Round Up: CEOs with Cajones Edition

by JT McGee

Everyone loves a good executive team.

Good corporate leadership chases alpha! They go after the growth, even if it means leveraging up with loans with a 13.5% interest rate, right?

Ahh yeah they do.

One of my favorite little health care stocks just completed an acquisition of one of my other favorite health care stocks. Metropolitan Health Networks (MDF) agreed to acquire Continucare Corp. (CNU) and this guy right here is stoked like an egg yolk.

Metropolitan Health Networks is going for the gold. They’re leveraging up with $240 million in low interest rate debt plus a second lien note at a current rate of 13.5% per year. Yeah man, those are credit card interest rates! Real CEOs buy up other firms regardless of the rate because debt is good, cash is bad, and growth is awesome sauce.

Add up the TTM operating income, net out taxes, and the combined entity is going to bring home $.72 EPS. Normally conservative, the last conference call said they could have cost savings worth $5 million per year. Run rate, dudes! That’s an EPS of $.80

You should’ve seen me when I was tuned into the conference call. Fist pumpin’ Jersey Shore style when an analyst asked the question that was on top of my mind…”So that’s $5 million run rate past 2011?” And the CFO, I think it was, said, “Chyeah buddy!”

And Wall Street was letting this company go for $4.10 earlier this week. No more! Back over $5 because everyone knows that debt is the fastest way to get rich—debt is the powerhouse of real Entreleadership!

I’m digging this company. I love it. I ♥ it.

Here’s to hoping Europe freaks out again so I can back up the truck before some LBO company steals my shares from me. This is a company I’d prefer to own forever. Shoot, even if they Dave Ramsey me and never reinvest another dime into acquisitions this thing will earn $1 per share 5 years out with zero debt. And it’s only $5 a share.

Plus, the firm’s dividend policy is awesome. The executive team knows that no one likes dividends, so they go for sharebuybacks. MDF went from 51 million shares outstanding to 40.75 million. Awwww yeah!

“Capitation” is the word of the day. “Medical loss ratio” is the phrase of the day. “Structural advantage” is the phrase of this blog, and the driver of this macro play on low rates.
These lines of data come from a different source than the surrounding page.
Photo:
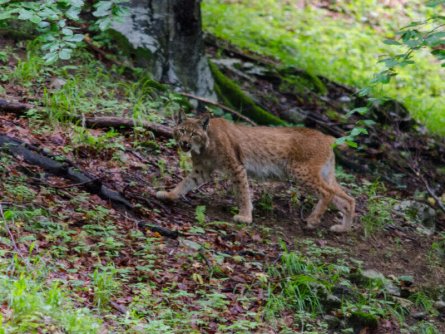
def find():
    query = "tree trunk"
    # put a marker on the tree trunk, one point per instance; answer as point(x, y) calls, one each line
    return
point(165, 37)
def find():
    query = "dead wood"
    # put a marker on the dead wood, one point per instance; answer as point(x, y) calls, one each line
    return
point(14, 107)
point(219, 105)
point(116, 122)
point(94, 122)
point(66, 170)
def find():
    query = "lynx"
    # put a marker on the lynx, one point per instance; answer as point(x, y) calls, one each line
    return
point(301, 154)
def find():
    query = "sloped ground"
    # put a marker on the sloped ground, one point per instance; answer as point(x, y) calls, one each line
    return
point(65, 249)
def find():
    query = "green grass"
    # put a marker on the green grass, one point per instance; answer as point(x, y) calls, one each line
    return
point(302, 283)
point(343, 48)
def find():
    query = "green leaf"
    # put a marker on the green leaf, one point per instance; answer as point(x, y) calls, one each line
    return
point(35, 19)
point(102, 8)
point(25, 14)
point(435, 3)
point(340, 141)
point(357, 131)
point(104, 23)
point(361, 111)
point(51, 57)
point(391, 42)
point(67, 32)
point(352, 144)
point(75, 38)
point(65, 54)
point(6, 15)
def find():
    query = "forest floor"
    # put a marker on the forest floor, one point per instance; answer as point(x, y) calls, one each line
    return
point(71, 262)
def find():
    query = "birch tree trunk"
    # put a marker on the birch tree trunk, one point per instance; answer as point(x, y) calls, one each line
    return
point(165, 37)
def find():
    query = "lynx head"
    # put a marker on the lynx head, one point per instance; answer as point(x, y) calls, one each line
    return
point(191, 133)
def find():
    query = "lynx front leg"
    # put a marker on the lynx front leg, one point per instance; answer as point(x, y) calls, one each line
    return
point(242, 185)
point(190, 182)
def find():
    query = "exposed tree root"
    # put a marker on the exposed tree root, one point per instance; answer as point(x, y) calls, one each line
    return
point(67, 170)
point(94, 122)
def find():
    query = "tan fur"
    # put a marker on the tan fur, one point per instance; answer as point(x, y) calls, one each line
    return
point(301, 154)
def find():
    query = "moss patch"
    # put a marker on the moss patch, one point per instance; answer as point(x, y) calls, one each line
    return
point(231, 94)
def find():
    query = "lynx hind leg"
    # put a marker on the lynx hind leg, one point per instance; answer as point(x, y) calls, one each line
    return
point(343, 202)
point(326, 194)
point(315, 183)
point(242, 185)
point(346, 205)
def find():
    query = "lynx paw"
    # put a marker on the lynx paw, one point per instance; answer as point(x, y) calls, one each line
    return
point(312, 224)
point(242, 219)
point(164, 195)
point(339, 228)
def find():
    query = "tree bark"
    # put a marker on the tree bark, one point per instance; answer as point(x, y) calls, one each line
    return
point(165, 37)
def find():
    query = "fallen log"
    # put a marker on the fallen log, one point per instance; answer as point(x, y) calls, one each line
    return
point(94, 122)
point(219, 105)
point(116, 122)
point(66, 170)
point(14, 107)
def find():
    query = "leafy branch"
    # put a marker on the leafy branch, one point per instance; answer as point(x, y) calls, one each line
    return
point(425, 34)
point(56, 21)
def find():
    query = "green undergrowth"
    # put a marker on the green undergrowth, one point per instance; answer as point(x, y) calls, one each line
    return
point(85, 86)
point(233, 96)
point(31, 304)
point(312, 282)
point(345, 48)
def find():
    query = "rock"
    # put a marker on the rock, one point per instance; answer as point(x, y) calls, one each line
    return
point(440, 306)
point(57, 83)
point(419, 315)
point(343, 292)
point(332, 302)
point(359, 320)
point(372, 274)
point(344, 99)
point(165, 37)
point(420, 213)
point(295, 115)
point(406, 280)
point(392, 289)
point(332, 321)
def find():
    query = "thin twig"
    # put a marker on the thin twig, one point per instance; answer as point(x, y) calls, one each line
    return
point(219, 105)
point(11, 236)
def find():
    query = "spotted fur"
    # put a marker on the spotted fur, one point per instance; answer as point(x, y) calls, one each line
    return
point(302, 154)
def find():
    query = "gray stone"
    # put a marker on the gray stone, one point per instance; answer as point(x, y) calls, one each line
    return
point(419, 213)
point(332, 321)
point(295, 115)
point(165, 37)
point(419, 315)
point(440, 306)
point(373, 274)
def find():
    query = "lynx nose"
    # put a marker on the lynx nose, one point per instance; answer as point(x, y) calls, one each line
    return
point(185, 146)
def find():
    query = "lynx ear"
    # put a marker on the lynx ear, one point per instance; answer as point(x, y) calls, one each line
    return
point(204, 120)
point(180, 117)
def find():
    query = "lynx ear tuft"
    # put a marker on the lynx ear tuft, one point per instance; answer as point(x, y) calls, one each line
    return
point(204, 120)
point(180, 117)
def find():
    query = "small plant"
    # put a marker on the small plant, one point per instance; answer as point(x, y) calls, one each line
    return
point(424, 327)
point(420, 299)
point(184, 162)
point(379, 212)
point(265, 202)
point(200, 214)
point(104, 285)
If I were a real financial analyst I’d give this thing an overweight rating. I don’t even want to tell you how “overweighted” it is in my portfolio right now. I’ll give you a hint: It’s bigger than 50% of my portfolio. *GASP!* Come on, dudes, diversification creates zero outliers. We’re in it to win it! I just had to take my $6.25 per share from CNU and plow it into its new owner, MDF. And I love the partial shares of MDF I got from the buyout, too. Shoot…this was a great way to end mid-terms week.

Awesome Stuff Recently Shared with the World

InvestitWisely had a post about the PE10 or CAPE, whatever you want to call it. I always like when someone suggests, even passively, that investors should consider valuations BEFORE discussing asset classes. High fives all around, although I may have been a little critical in the comment section.

Sam was a paid protester. What a joke! This guy hates freedom.

Andrea isn’t frugal. Which is a hell of a revelation, considering she’s responsible for 99% of Apple’s sales each quarter. 😉

Darwin’s laid off friend makes just as much being laid off as he would being employed. What’s the rush to find a job when you get 99 weeks?

How about a great post at DQYDJ about how personal checks are obsolete.

ObliviousInvestor says it’s okay to sell low to fix a broken portfolio, and I agree with him.

FinancialUproar says that Teaching is the Worst Job in the World. Great post.

{ 2 comments… read them below or add one }

PKamp3 October 15, 2011 at 10:56

Haha, love it. I don’t understand the Personal Finance Writer obsession with shirking debt completely. I especially don’t understand it when applied to companies, considering the tax advantages of debt financing (a similar argument for obsession with dividends – tax law is funny).

Reply

JT October 15, 2011 at 11:52

Me neither, dude.

I’ve actually written a few posts about capital structure, why I dislike dividends and then a post about how not paying off a mortgage is actually safer for your personal balance sheet.